Search Operations

Perform semantic search and Cypher queries against your warehouse data.

Semantic Search

Perform semantic search across warehouse data:

warehouse = client.get_warehouse("warehouse-id")

response = warehouse.retrieve_with_semantic_search(
    query="financial reports from Q4",
    n_objects=10,
    indexes=["chunks"],  # Optional, defaults to ["chunks"]
    reformulate_query=True, # Optional, defaults to False
    enrich_with_chunks=True, # Optional, defaults to False
    included_tags = [{"parent": "job-category", "children": "data-engineer"}],
    excluded_tags = [{"parent": "job-category", "children": "data-engineer"}],
    rerank=True, # Optional, defaults to False
)

results = response.get("retrieval_results", [])
for result in results:
    print(f"Score: {result.get('score', 'N/A')}")
    print(f"Content: {result.get('content', '')[:100]}...")

Parameters:

query (str): Natural language search query
n_objects (int, optional): Number of results. Default: 10
indexes (list[str], optional): Specific indexes. Default: [“chunks”]
reformulate_query (bool, optional): Whether to perform HyDE query reformulation before retrieving objects. Default: False
enrich_with_chunks (bool, optional): Whether to enrich the retrieved objects with their original chunks. Default: False
included_tags (list[dict], optional): Tags to include in the search. Default: []
excluded_tags (list[dict], optional): Tags to exclude in the search. Default: []
rerank (bool, optional): Whether to perform reranking on retrieved objects. Default: False
included_objects (list[dict], optional): Objects to include in the retrieval. A list of [{"name": entity_name}]. Default: []
excluded_objects (list[dict], optional): Objects to exclude in the retrieval. A list of [{"name": entity_name}]. Default: []
selected_documents (list[dict], optional): List of {"id": document_uuid} to select from. Default []

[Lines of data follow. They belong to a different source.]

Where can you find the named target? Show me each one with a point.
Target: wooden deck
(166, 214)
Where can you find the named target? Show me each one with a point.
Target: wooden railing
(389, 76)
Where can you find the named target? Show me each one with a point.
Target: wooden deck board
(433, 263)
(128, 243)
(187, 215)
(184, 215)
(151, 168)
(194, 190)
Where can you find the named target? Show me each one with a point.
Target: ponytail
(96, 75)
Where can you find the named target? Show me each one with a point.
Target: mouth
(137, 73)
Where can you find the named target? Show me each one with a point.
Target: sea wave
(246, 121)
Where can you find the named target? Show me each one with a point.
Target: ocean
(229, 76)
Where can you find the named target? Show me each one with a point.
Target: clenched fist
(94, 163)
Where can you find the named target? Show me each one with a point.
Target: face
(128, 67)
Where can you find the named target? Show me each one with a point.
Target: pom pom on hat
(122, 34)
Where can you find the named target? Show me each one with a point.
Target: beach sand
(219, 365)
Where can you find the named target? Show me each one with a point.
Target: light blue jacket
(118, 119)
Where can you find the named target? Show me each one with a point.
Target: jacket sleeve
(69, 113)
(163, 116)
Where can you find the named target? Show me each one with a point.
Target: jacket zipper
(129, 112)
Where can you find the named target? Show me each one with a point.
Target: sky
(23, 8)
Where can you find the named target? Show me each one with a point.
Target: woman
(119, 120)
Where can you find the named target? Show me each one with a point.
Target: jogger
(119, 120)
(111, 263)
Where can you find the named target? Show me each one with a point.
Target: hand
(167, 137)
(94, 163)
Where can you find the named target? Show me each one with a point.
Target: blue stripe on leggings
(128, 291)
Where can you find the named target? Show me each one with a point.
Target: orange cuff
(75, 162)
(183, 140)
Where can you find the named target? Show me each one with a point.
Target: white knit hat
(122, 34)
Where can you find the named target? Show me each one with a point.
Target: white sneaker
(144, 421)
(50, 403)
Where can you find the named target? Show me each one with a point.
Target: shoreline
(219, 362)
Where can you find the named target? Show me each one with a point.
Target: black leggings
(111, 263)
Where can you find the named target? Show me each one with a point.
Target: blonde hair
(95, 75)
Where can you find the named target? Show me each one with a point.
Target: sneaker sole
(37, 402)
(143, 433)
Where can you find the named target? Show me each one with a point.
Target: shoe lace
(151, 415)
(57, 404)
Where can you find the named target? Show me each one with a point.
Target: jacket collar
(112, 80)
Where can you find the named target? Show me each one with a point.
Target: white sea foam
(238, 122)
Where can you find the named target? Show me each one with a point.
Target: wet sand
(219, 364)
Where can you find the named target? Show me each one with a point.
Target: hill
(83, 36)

Details on the Tags (included or excluded) There are 2 possibilities for the identification of tags:

either by a tag id and its parent, for example: {"parent": "job-category", "children": "data-engineer"}
or by its hierarchy and its id, for example {"id": "fullstack-engineer","id_tree": "job-roles"}

Returns: A list of retrieved objects.

Full text search

Performs a full text search on the knowledge graph fulltext indexes.

warehouse = client.get_warehouse("warehouse-id")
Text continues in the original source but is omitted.